Overview: In business, presence of risk cannot be avoided, but it can be transferred to other parties. Conventional derivatives are not in harmony with Shariah rules, but the use of them is not acceptable in the Islamic environment. The means of dealing with financial risks are called derivatives.
There are three basic types of derivatives:
- Forwards
- Futures
- Options
Prohibitions of Shariah:
There are some formal and technical Shariah-based objections to the conventional derivatives as well as possible solutions.
Forwards and Futures:
Forwards and futures allow a buyer to purchase goods that are non-existent at the time of the contract that violates the Shariah principle that the object must exist at the time of the actual contract. It also allows the seller to hold property title but according to Shariah seller must have the ownership of the object. Another aspect is that it allows the buyer to resell the object that is prohibited by Shariah due to possession and delivery requirement.
The concepts of forwards and futures contracts are the same. These are contracts which obligate one party to buy the underlying at the fixed price at a certain time in the future from a counterparty who is obligated to sell the underlying at that fixed price.
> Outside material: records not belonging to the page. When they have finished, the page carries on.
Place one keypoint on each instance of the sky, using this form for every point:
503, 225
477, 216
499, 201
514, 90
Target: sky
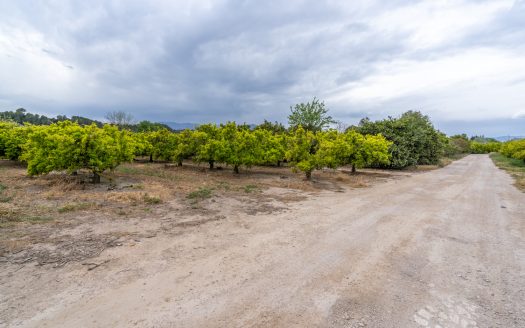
460, 62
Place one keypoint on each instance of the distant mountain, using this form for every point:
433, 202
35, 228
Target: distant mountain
181, 126
507, 138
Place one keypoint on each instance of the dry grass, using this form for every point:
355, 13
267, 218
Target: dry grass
39, 213
515, 167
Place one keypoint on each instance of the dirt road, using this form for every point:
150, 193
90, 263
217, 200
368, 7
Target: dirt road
444, 248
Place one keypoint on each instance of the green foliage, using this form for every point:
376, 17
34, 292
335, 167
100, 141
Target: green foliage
272, 147
455, 145
484, 148
188, 143
514, 149
209, 142
239, 146
275, 127
312, 116
69, 146
21, 116
302, 151
200, 194
163, 144
414, 139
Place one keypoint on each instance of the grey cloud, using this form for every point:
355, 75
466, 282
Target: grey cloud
245, 60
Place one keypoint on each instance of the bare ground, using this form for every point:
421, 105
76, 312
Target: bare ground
440, 248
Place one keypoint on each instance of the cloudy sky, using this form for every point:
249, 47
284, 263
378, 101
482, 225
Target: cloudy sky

For this purpose, two most important exceptions are Islamic Istisna and Salam that covers the problems of non-existence and non-ownership. The scholars suggested that possession requirement may be fulfilled by “Actual physical possession” or “Constructive possession.” A forward or future contract is about the future sale, so it is prohibited due to gharar. As the market changes, the market price on the maturity date may be higher than the agreed price, so there is the element of uncertainty.
Options:
It is similar to the down payment or Arbun Sale. A person buys an item and pays a certain amount of money to the seller on the understanding that if he will take the item, the amount will be part of the total price but if he did not he would lose his money as fee or penalty and the seller would keep it.
There are two types:
- Call options
- Put options
These are prohibited as the maturity level is beyond three days and it involves gharar because neither buyer nor seller is certain that the sale will take place. Another reason for the prohibition is that options does not lies in any category of pure rights.
Conclusion:
Conventional derivative instruments are not suitable for Islamic system. Shariah provides risk management solutions and strategies that are compatible with conventional derivatives. The solutions are ethical and in compliance with Shariah rules and thus acceptable in the Islamic environment.